By Doug Cameron in Houston

Published: January 7 2005


ConocoPhillips plans to cut its estimate of reserves at a key Canadian oil field after a slide in the expected value of production.


The group said it "anticipates a negative revision" of the proved crude oil reserves from the Surmont field in Alberta, which it operates in partnership with Total of France and US-based Devon Energy.


The announcement, in a mid-quarter update, highlights the requirement of the Securities and Exchange Commission for oil companies to use year-end prices for reserve estimation. It also reflects the increasing sensitivity to regulatory scrutiny of reserves after the large cuts in reserve estimates made last year by Royal Dutch/Shell.


The Surmont field is due to start production next year, with reserves of heavy bitumen previously estimated at 5bn barrels.


ConocoPhillips said year-end estimates for Canadian bitumen were "unusually low" and the revision would mean that net reserve additions would now be below the level of oil and gas production last year. It did not reveal the scale of the revision but said Surmont remained "a valuable asset" in its overall portfolio.


The company said group-wide production rose to 1.6bn barrels in the fourth quarter of 2004, rising from the 1.56bn barrels recorded in a third quarter, hampered by heavy maintenance at projects in Alaska and the North Sea. This excludes the contribution from Lukoil, the Russian energy group in which ConocoPhillips now has a 10 per cent stake.


The recovery in production coincided with a rise in crude oil and natural gas prices above the record levels of the prior quarter. West Texas Intermediate crude averaged $48.29 a barrel in the fourth quarter, compared with $43.86 in the three months to September 30, which could see the major oil companies report record profits for the fourth quarter.

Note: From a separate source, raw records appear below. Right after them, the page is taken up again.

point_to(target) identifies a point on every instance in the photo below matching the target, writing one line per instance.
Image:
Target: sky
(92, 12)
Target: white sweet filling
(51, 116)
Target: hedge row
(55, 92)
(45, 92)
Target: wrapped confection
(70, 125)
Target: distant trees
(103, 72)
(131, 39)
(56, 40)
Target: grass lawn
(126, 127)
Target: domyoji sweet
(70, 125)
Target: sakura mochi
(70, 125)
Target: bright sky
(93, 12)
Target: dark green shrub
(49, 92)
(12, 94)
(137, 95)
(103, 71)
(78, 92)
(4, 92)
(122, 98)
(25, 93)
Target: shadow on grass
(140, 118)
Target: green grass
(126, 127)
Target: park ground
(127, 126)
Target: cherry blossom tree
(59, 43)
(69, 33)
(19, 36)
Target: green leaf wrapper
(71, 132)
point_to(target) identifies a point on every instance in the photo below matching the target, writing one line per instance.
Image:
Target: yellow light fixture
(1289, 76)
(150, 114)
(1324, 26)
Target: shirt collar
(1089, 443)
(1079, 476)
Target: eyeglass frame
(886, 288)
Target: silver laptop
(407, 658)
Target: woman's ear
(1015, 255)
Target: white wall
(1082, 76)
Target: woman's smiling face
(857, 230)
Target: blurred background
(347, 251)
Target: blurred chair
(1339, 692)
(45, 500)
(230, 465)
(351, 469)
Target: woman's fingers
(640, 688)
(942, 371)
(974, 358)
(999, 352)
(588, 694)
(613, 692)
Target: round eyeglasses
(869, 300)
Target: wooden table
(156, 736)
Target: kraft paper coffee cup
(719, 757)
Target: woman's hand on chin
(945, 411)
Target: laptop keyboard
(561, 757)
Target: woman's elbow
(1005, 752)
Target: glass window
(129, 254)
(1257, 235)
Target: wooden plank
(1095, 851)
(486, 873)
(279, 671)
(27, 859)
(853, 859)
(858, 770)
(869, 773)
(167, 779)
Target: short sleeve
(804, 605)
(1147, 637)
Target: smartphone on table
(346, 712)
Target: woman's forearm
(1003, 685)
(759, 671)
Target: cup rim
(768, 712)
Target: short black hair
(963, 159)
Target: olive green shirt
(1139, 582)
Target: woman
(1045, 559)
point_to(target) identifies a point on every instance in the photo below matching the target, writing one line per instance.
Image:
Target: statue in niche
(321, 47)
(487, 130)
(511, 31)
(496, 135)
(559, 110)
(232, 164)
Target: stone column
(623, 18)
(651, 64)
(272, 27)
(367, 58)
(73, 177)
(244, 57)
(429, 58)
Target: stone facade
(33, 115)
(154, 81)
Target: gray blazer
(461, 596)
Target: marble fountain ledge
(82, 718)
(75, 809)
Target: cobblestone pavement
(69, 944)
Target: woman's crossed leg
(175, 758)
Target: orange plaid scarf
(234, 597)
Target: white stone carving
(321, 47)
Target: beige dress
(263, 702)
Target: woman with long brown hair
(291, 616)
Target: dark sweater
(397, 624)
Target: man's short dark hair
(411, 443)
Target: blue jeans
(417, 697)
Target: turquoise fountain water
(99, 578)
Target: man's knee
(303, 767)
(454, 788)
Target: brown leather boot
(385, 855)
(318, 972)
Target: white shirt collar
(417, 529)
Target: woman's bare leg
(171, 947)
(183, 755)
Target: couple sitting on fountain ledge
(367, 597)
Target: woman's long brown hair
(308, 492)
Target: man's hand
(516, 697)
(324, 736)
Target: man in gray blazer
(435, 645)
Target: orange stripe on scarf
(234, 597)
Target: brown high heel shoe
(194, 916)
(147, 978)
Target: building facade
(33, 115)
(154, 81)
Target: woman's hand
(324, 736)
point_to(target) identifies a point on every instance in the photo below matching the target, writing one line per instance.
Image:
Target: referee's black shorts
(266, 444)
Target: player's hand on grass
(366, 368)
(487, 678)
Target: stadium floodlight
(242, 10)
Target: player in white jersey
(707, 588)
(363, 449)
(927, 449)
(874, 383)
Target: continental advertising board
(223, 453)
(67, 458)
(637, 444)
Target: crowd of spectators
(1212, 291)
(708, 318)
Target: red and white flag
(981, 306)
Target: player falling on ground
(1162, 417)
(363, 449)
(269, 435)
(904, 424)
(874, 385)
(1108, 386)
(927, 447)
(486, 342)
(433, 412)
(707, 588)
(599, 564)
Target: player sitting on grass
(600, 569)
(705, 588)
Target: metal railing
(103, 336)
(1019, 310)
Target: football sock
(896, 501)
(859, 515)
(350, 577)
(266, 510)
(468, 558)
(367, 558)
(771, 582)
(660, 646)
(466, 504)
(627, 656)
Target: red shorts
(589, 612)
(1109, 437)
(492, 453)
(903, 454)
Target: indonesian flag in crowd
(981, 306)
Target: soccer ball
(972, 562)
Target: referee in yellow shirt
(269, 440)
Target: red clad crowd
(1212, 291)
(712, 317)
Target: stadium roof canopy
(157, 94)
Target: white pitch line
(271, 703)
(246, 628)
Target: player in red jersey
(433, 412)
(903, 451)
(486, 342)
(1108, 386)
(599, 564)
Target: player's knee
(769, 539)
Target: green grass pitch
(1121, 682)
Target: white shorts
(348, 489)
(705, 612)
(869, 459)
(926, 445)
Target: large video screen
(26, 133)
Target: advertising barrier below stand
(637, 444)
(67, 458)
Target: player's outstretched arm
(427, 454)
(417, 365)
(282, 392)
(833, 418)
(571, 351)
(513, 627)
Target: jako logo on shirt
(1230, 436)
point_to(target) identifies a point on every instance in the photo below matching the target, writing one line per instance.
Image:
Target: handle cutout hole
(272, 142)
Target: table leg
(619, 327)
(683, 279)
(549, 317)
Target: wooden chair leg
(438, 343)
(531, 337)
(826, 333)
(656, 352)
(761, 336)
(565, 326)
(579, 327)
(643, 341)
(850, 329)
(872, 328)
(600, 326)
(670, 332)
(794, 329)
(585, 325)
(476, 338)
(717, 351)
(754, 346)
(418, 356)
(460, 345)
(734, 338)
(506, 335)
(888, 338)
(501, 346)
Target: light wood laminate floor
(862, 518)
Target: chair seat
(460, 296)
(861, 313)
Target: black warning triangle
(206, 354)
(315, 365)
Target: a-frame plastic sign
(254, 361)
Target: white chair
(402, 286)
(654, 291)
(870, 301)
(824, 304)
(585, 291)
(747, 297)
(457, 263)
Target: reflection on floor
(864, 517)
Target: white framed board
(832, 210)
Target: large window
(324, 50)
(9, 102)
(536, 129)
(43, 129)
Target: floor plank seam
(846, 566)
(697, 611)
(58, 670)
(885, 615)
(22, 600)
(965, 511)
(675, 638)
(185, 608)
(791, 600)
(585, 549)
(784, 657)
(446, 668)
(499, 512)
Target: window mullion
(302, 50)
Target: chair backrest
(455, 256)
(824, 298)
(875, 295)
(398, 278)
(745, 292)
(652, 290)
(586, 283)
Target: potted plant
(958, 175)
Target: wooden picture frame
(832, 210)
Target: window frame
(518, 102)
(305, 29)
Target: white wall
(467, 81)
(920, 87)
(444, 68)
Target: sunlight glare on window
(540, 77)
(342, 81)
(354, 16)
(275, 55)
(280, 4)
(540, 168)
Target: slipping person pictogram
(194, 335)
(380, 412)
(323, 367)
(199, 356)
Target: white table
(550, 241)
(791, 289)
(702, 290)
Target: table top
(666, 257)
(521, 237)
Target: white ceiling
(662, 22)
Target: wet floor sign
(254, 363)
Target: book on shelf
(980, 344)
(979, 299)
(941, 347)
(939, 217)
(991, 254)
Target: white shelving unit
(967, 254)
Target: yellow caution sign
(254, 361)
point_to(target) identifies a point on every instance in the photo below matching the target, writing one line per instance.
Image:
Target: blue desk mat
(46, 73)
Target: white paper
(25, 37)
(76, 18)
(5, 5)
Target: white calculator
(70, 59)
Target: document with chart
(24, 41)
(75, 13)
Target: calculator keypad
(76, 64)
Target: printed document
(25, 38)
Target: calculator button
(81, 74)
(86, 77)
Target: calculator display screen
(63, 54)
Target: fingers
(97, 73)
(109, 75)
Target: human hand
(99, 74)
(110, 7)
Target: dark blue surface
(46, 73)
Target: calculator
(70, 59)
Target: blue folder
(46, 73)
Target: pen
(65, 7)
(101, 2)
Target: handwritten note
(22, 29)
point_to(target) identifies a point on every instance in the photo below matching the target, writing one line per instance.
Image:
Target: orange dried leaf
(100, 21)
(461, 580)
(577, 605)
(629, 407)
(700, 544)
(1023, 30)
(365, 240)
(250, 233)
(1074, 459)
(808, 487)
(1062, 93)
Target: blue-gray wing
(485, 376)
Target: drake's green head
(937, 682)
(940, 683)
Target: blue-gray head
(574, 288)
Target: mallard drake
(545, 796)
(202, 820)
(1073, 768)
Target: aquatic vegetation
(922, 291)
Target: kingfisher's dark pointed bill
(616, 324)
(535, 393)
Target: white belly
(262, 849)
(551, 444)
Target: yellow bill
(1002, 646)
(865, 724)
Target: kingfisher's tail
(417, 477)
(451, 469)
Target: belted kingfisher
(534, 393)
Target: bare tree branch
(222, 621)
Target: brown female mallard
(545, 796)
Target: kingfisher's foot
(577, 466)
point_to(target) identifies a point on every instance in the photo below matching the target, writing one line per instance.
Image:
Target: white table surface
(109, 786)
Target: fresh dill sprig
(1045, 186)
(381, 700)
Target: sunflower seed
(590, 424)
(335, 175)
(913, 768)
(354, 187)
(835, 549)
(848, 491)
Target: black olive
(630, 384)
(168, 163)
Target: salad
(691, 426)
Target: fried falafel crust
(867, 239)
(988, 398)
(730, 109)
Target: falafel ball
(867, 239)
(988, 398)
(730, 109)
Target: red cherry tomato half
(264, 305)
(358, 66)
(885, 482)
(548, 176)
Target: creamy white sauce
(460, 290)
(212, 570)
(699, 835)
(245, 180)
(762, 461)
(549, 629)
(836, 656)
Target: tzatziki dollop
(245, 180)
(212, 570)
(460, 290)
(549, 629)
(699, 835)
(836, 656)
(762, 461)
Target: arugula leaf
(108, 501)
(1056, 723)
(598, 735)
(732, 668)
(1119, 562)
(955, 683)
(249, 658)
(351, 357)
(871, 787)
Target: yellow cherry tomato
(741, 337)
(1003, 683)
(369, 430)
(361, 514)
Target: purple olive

The rising profitability has allowed oil companies to strengthen their balance sheets and ConocoPhillips said its debt-to-capital ratio would fall to 26 per cent at year-end from 28 per cent at the end of the prior quarter. The company has lowered its target range from 25-30 per cent to 20-25 per cent and many analysts expect it to launch a share buy-back programme if the ratio falls to 20 per cent. It will report fourth-quarter earnings on January 26.